Halloween dangers lead to caution amongst students
Published: Tuesday, October 23, 2012
Updated: Friday, May 17, 2013 13:05
For most UTEP students, the days of childhood trick-or-treating around neighborhood streets in pursuit of candy are gone. For college students the greatest terrors on Halloween may not be witches or ghosts, but the consequences of reckless driving or alcohol consumption.
According to the American Automobile Association, federal numbers show motor vehicle fatalities increase an average of 30 percent when Halloween falls on a weekend, and more than half of those are alcohol related. Raymundo Rodriguez, assistant chief of the UTEP Police Department said that though Halloween will fall on a Wednesday this year, it is likely that local clubs will be hosting parties the following Saturday, and the danger remains present.
“Once midterms pass students want to relieve stress, but when you have Halloween parties everybody tends to get inebriated, and then they forget that they still have to go home,” Rodriguez said. “When you balance it out, there are more bad things that can come from drinking than good. You can go to jail, get in an accident, or you could even kill someone. Even if you just have one drink, you never know. If you only weigh 90 pounds or haven’t eaten it can be very dangerous. You need to get a designated driver or a taxi. Do not risk it.”
According to Rey Chavez, guard at the university police department, Halloween is one of those situations when students need to step up as young adults and look out for each other. He stressed the importance of allocating one person to remain sober all night and keep an eye on everyone else.
“If any of my friends need a ride from a place, like a bar or something on Halloween, I would be more than glad to pick them up to ensure not only the safety of others, but more importantly the safety of my friends,” said Michael Vasquez, junior engineering major. “I have had to do that before and it never hurts to have a plan if drinking does happen.”
Another issue for college students on Halloween is driving when so many children are out at night trick-or-treating.
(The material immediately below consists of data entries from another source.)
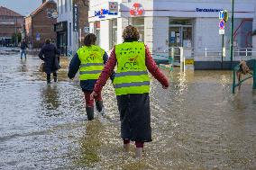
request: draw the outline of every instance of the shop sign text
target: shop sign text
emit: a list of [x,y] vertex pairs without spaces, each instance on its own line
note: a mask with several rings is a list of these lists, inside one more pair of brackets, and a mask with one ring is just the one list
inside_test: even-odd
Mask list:
[[222,9],[214,9],[214,8],[197,8],[197,12],[199,13],[219,13]]
[[109,12],[107,9],[101,9],[100,11],[95,11],[95,16],[98,18],[105,18],[105,15],[117,15],[117,12]]
[[132,9],[130,10],[130,14],[133,16],[142,15],[144,9],[141,4],[134,3]]

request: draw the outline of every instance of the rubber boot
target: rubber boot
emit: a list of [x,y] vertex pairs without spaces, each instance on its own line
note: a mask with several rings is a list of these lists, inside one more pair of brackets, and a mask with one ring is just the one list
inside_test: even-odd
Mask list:
[[96,111],[101,112],[103,110],[103,101],[96,101]]
[[54,79],[54,82],[57,82],[57,73],[53,73],[53,79]]
[[87,114],[88,121],[94,120],[94,108],[87,107]]
[[47,77],[47,83],[50,84],[50,74],[47,74],[46,77]]
[[143,148],[136,148],[135,157],[137,159],[142,158]]
[[130,150],[130,143],[123,144],[123,151],[129,152],[129,150]]

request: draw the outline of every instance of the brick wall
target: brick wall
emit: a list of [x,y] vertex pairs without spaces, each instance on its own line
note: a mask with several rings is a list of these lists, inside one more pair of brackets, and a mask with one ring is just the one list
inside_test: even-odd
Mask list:
[[82,41],[86,36],[84,27],[88,27],[88,5],[89,0],[73,0],[73,4],[78,6],[79,11],[79,29],[82,30]]
[[[37,13],[32,19],[27,19],[26,31],[30,36],[29,40],[32,44],[32,48],[41,48],[46,39],[56,40],[56,32],[54,31],[54,24],[57,19],[48,18],[47,9],[57,9],[57,4],[48,3],[43,8]],[[40,34],[40,40],[36,40],[36,35]]]
[[24,24],[24,19],[23,17],[15,17],[15,19],[14,19],[14,17],[1,16],[0,22],[5,22],[0,23],[0,37],[11,38],[15,33],[15,28],[16,32],[20,32],[22,25]]

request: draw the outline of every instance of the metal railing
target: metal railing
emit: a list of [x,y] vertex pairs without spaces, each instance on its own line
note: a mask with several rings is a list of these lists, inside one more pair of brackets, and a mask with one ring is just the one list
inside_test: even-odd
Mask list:
[[241,86],[241,85],[243,82],[245,82],[246,80],[248,80],[250,78],[253,78],[253,80],[252,80],[252,89],[256,89],[256,59],[251,59],[251,61],[253,61],[253,64],[252,64],[252,73],[250,76],[247,76],[242,80],[238,78],[238,82],[237,83],[236,83],[236,79],[237,79],[237,76],[236,76],[237,75],[236,74],[240,70],[240,64],[235,66],[234,68],[233,69],[233,85],[232,85],[232,92],[233,92],[233,94],[235,93],[235,87]]

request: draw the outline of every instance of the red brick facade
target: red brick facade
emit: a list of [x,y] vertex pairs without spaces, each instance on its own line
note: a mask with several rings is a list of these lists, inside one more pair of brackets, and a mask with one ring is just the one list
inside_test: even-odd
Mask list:
[[89,10],[89,0],[73,0],[73,4],[78,6],[79,12],[79,29],[82,30],[81,31],[81,39],[82,44],[83,40],[86,37],[87,33],[84,31],[84,27],[89,27],[88,23],[88,10]]
[[54,1],[43,3],[25,19],[27,40],[32,48],[41,48],[46,39],[56,40],[54,24],[57,19],[49,17],[50,11],[56,11]]
[[16,32],[22,31],[24,24],[23,15],[3,6],[0,6],[0,40],[12,39]]

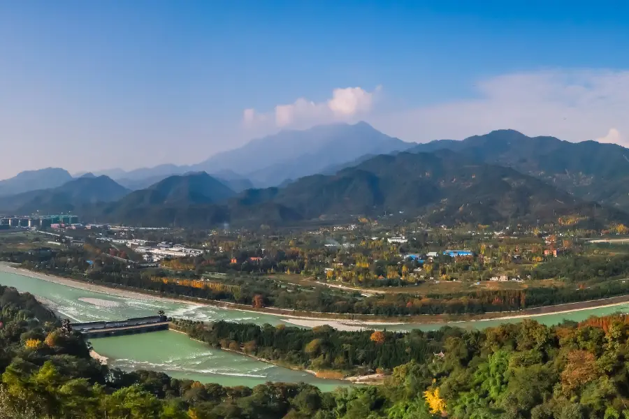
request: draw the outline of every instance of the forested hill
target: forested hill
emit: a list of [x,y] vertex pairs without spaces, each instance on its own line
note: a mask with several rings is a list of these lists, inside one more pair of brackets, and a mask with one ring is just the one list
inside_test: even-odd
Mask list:
[[322,217],[347,220],[385,212],[449,224],[534,223],[562,216],[590,226],[629,222],[625,212],[595,207],[512,168],[444,151],[380,155],[335,175],[303,177],[284,188],[249,189],[222,202],[191,199],[203,193],[191,185],[185,190],[185,196],[174,195],[177,199],[165,198],[170,192],[159,189],[138,191],[101,215],[128,223],[205,226],[294,223]]
[[627,217],[607,210],[595,214],[591,204],[537,179],[442,152],[381,155],[334,175],[302,178],[278,190],[273,202],[304,219],[385,212],[448,223]]
[[359,366],[382,385],[324,393],[125,372],[89,358],[80,335],[32,295],[0,286],[1,419],[610,419],[629,416],[629,319],[549,328],[342,332],[184,322],[215,346],[290,365]]
[[586,200],[629,210],[629,149],[595,141],[570,142],[554,137],[528,137],[495,131],[461,141],[433,141],[413,152],[449,149],[480,162],[515,168]]
[[50,189],[0,197],[0,211],[54,214],[81,210],[85,205],[120,199],[130,191],[107,176],[82,176]]

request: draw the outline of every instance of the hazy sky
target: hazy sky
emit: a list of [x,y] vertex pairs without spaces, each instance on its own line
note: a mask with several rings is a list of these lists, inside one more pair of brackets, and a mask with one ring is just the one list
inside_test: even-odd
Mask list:
[[0,178],[196,163],[333,121],[627,144],[621,3],[0,2]]

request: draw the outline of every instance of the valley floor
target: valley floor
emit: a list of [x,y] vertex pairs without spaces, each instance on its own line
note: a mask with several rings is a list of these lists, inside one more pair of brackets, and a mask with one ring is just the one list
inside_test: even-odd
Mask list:
[[[610,307],[621,305],[629,302],[629,295],[621,295],[618,297],[612,297],[609,298],[604,298],[601,300],[584,301],[579,302],[572,302],[563,304],[556,304],[552,306],[546,306],[542,307],[535,307],[527,309],[521,311],[514,311],[512,314],[505,313],[489,313],[477,316],[431,316],[425,315],[415,317],[392,317],[391,321],[383,321],[381,318],[373,318],[371,316],[363,317],[362,320],[354,318],[339,318],[335,317],[333,313],[312,313],[311,316],[296,314],[291,310],[275,309],[272,307],[266,307],[261,309],[246,309],[241,307],[235,307],[238,304],[231,303],[225,303],[222,302],[201,302],[195,300],[191,302],[184,298],[173,298],[168,297],[161,297],[155,295],[150,293],[143,293],[141,290],[128,290],[121,289],[120,288],[113,288],[106,286],[103,285],[97,285],[90,284],[82,281],[71,279],[55,275],[50,275],[36,272],[25,270],[9,263],[0,263],[0,272],[17,274],[36,278],[42,281],[47,281],[55,284],[59,284],[69,287],[76,288],[78,289],[87,290],[96,293],[101,293],[116,295],[124,298],[133,298],[136,300],[145,300],[149,301],[164,301],[168,302],[181,302],[194,305],[204,305],[212,307],[221,307],[222,308],[231,310],[237,310],[240,311],[249,311],[254,313],[264,313],[266,314],[277,316],[282,317],[284,321],[294,324],[296,325],[305,326],[308,328],[314,328],[319,325],[328,325],[340,330],[358,330],[362,328],[374,328],[374,326],[381,325],[384,328],[387,326],[398,325],[426,325],[431,323],[451,323],[452,325],[456,325],[461,321],[482,321],[485,320],[505,320],[514,318],[525,318],[536,317],[538,316],[544,316],[548,314],[562,314],[579,311],[581,310],[587,310],[591,309],[598,309],[603,307]],[[312,315],[317,316],[316,317]],[[373,320],[366,320],[373,318]]]

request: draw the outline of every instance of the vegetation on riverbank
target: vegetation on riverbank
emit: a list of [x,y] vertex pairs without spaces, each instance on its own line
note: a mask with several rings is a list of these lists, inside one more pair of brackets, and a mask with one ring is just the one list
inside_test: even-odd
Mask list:
[[225,388],[101,365],[80,336],[60,328],[31,295],[0,287],[0,418],[626,418],[628,323],[623,316],[554,328],[525,320],[483,331],[445,328],[404,336],[190,323],[206,341],[220,344],[225,336],[228,346],[259,341],[255,351],[266,356],[322,355],[333,362],[364,348],[361,356],[372,367],[403,362],[379,386],[329,393],[305,384]]
[[[491,314],[629,294],[629,282],[610,279],[629,274],[629,256],[626,255],[558,259],[530,271],[532,276],[540,279],[565,272],[563,282],[557,286],[479,289],[423,295],[403,293],[365,295],[356,291],[307,286],[273,278],[227,276],[203,281],[195,279],[190,273],[187,279],[184,276],[178,280],[172,278],[171,272],[134,269],[109,258],[99,258],[82,248],[45,252],[4,251],[0,256],[27,269],[80,281],[122,286],[162,296],[240,304],[238,308],[267,308],[277,312],[294,310],[313,316],[317,316],[315,313],[326,313],[375,318],[397,316],[410,320],[408,318],[413,316]],[[593,272],[593,280],[583,283],[582,275],[577,274],[581,268]]]
[[174,327],[215,348],[240,352],[291,368],[335,372],[334,378],[391,372],[412,360],[424,361],[440,351],[449,331],[408,333],[314,329],[284,325],[173,320]]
Rodriguez believes that even if you are sober you need to practice vigilance when driving on Halloween night.
“Sometimes students stay at the library late, and some have to drive home off campus. They need (to be) careful with the kids, especially on Montwood, Mesa, Lee Trevino or George Dieter because these kids are so excited they don’t watch, they just cross,” Rodriguez said. “Most of these kids should already be home by 8 or 9 o’clock but they’re still out there trick-or-treating, and some of the older kids are by themselves. This is an issue that the driver has control over, they need to be the ones to be careful. So for our students who have kids, make sure that they have a flashlight and some sort of reflective vest. Don’t have your children wear costumes so dark that no one can see them.”
Though many Halloween dangers for college students may happen on the road, there are other dangers that are associated with alcohol consumption or simply being out late at night.
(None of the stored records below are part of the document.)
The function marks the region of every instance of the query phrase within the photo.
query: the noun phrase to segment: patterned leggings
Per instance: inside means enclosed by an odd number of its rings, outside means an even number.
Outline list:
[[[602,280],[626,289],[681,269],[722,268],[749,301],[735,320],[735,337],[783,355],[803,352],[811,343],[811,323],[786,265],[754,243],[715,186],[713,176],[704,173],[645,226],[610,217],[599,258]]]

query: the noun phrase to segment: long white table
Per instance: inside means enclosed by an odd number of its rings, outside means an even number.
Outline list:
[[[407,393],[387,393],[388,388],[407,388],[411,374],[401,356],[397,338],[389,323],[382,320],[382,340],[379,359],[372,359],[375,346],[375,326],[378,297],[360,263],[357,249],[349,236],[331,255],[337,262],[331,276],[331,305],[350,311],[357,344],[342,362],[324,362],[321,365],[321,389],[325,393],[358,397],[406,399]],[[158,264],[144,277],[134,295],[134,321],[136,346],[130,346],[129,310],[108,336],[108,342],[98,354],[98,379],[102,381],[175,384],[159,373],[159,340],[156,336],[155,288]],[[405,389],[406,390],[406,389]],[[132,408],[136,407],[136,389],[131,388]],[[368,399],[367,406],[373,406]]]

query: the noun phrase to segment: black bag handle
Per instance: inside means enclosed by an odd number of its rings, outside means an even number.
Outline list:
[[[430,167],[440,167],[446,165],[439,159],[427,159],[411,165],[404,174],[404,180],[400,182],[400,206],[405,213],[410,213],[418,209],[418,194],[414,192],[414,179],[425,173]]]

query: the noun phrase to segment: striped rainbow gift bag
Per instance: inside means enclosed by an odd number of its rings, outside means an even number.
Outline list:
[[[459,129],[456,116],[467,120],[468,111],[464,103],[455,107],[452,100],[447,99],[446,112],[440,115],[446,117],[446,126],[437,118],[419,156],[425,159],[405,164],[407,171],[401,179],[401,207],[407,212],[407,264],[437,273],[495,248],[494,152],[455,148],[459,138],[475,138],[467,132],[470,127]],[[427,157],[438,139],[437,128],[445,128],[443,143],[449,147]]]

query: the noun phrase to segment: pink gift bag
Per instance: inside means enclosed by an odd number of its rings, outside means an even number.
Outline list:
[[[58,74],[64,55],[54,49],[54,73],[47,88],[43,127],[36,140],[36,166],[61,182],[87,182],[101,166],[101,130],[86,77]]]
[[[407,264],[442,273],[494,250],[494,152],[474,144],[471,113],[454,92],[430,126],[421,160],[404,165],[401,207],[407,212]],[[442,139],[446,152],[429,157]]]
“I have actually had a dangerous experience on Halloween,” said Darlene Perdue, junior corporate communications major. “This white van with no windows followed us for two blocks until we ran and hid in Thomas Manor Park and the guys in the van actually got off and tried to search the park for us but we were sneaky enough to leave the park without them seeing us.”
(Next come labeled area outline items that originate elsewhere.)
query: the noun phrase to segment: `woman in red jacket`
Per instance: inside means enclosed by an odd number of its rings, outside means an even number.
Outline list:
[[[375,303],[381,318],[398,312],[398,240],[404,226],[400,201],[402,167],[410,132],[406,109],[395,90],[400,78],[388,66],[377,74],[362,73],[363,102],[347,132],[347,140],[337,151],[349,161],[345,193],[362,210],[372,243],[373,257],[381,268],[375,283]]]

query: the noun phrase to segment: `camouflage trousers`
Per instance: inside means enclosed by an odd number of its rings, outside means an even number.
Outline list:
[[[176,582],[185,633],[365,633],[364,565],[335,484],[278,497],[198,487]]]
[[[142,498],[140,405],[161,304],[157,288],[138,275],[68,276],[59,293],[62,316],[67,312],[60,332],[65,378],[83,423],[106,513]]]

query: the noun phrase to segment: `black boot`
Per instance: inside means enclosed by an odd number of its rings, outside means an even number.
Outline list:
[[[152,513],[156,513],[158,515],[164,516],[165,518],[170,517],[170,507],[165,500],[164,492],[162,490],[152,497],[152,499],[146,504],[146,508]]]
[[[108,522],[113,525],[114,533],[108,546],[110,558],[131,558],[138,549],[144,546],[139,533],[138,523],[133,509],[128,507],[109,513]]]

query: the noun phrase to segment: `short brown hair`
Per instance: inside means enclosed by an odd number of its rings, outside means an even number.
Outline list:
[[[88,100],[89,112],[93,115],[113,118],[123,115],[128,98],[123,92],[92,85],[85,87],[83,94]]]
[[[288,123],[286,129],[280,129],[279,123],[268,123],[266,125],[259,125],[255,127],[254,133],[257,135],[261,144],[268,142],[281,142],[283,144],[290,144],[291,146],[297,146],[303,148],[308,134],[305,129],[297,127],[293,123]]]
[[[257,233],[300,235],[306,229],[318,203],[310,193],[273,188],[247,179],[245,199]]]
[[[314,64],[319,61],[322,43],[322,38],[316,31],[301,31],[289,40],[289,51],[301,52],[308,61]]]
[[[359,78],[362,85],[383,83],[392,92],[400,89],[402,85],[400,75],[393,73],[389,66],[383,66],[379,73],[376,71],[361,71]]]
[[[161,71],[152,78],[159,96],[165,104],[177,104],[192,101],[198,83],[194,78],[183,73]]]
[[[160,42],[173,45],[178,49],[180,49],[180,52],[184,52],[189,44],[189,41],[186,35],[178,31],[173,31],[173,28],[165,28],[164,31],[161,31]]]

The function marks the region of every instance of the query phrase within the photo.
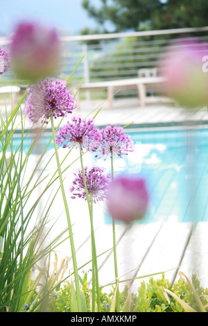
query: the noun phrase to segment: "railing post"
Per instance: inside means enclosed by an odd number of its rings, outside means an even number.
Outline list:
[[[83,43],[83,51],[85,54],[85,57],[83,58],[85,81],[85,83],[89,83],[89,62],[88,62],[88,57],[87,57],[87,43]],[[90,92],[86,91],[85,94],[86,94],[86,99],[89,101],[90,100]]]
Some basic crime prevention tips when going out to parties or clubs where alcohol is present are just as relevant on Halloween, such as never leaving drinks unattended, always staying with a group and limiting alcohol consumption. According to webwire.com, some good tips for students celebrating Halloween in residence halls are to keep an eye on who you allow into parties you may be hosting, be cautious when approaching people in costume, do not let people in police costumes fool you, and if attending a basement party, be aware of the nearest fire exits.